The Dashing Cowboys, the CAQ and King Arthur

The relatively failed attempt to recover the Cowboys Fringants by the Coalition Avenir Québec (CAQ) shocked me. An electoralist government, with populist temptations, which tries to ride a wave of sympathy for the death of a singer, the thing seemed predictable to me, of course. Promise of a state funeral, song pushed by a minister during a press conference… Nothing edifying here, only crass opportunism. I still came to wonder: but what is the CAQ trying to get so close to the Cowboys Fringants, apart from wanting to show that the party shares the same grief with the population?

Have the Caquists forgotten that the Cowboys piss off “all the buffoons who govern us”? There must be something more than just bandwagoning, some symbolic gain to be made somewhere, a deep lack that can only be filled by rubbing shoulders with the Repentigny group. Otherwise, I wouldn’t be so shocked.

The answer came to me from afar. Looking at Kaamelott by Alexandre Astier, I came across this magnificent scene from book six. The young Arturus, not yet King Arthur, living in Rome, finds himself before Caesar and questions him to find out what makes a good leader. He explains to him: “Do you know what their secret power is? They only fight for the dignity of the weak. »

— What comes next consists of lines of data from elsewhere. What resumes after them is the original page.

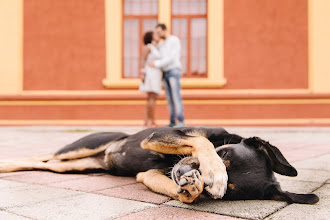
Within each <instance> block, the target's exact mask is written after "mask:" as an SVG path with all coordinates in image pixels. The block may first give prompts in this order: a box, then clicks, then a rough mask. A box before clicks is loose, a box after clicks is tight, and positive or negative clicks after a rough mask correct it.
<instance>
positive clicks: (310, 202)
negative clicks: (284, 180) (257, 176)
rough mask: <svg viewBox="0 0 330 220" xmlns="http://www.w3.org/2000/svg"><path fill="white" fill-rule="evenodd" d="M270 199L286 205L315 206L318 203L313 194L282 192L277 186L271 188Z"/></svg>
mask: <svg viewBox="0 0 330 220" xmlns="http://www.w3.org/2000/svg"><path fill="white" fill-rule="evenodd" d="M271 188H272V189H271V195H270V199H272V200H277V201H285V202H287V203H290V204H291V203H300V204H315V203H317V202H318V201H319V197H318V196H317V195H315V194H313V193H311V194H297V193H291V192H285V191H282V190H281V189H280V188H279V186H272V187H271Z"/></svg>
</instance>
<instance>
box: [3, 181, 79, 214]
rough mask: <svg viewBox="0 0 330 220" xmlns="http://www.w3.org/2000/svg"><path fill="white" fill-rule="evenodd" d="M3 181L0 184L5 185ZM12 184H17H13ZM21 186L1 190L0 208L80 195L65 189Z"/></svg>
mask: <svg viewBox="0 0 330 220" xmlns="http://www.w3.org/2000/svg"><path fill="white" fill-rule="evenodd" d="M4 181H5V180H0V182H1V183H4V184H7V183H5V182H4ZM6 182H10V181H6ZM13 184H17V183H15V182H13ZM22 184H23V185H20V187H10V186H9V187H8V188H2V189H1V191H0V198H1V199H0V208H2V209H4V208H8V207H13V206H23V205H28V204H34V203H38V202H43V201H47V200H54V199H57V198H61V197H68V196H73V195H77V194H80V193H79V192H76V191H69V190H65V189H56V188H51V187H45V186H37V185H31V184H24V183H22Z"/></svg>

The Cowboys Fringants are not leaders, but they have always fought for this dignity of the weak, that of “ordinary” people who experience problems, even poverty, and they have always given them the beautiful role in their songs, that of of dignity. Everything that could be snubbed, ignored, from the 1980s rocker to the abused child, from the queen of Hand to Marcel Galarneau, even the loser has the right to this dignity.

This is what the CAQ is trying to do at the moment by joining forces with the Cowboys Fringants. While this government has given billions to multinationals to manufacture batteries, millions to billionaires so that their millionaire employees can come and play hockey with us, at a time when it is cutting aid programs for the homeless. , at a time when state employees are on strike to obtain salary adjustments repeatedly postponed indefinitely and more dignified working conditions, this government, therefore, feels the urgent need to act as if it could also fight for the dignity of the weak.

Having failed to do so since the start of his mandate, he is trying to do it now by association. The air of saying, like a character from Banquet (175d) of Plato, changing one word: “What happiness would it be if [la dignité] was a thing in such a way that, from what is fuller, it could flow into what is emptier, provided that we were in contact with each other; like when the strand of wool passes the water from the fuller cup into the emptier one! »

A sad spectacle, that one. We can dream of a minister who sings the refrain ofAt half-mast : it would at least have the merit of resembling an episode of Kaamelott.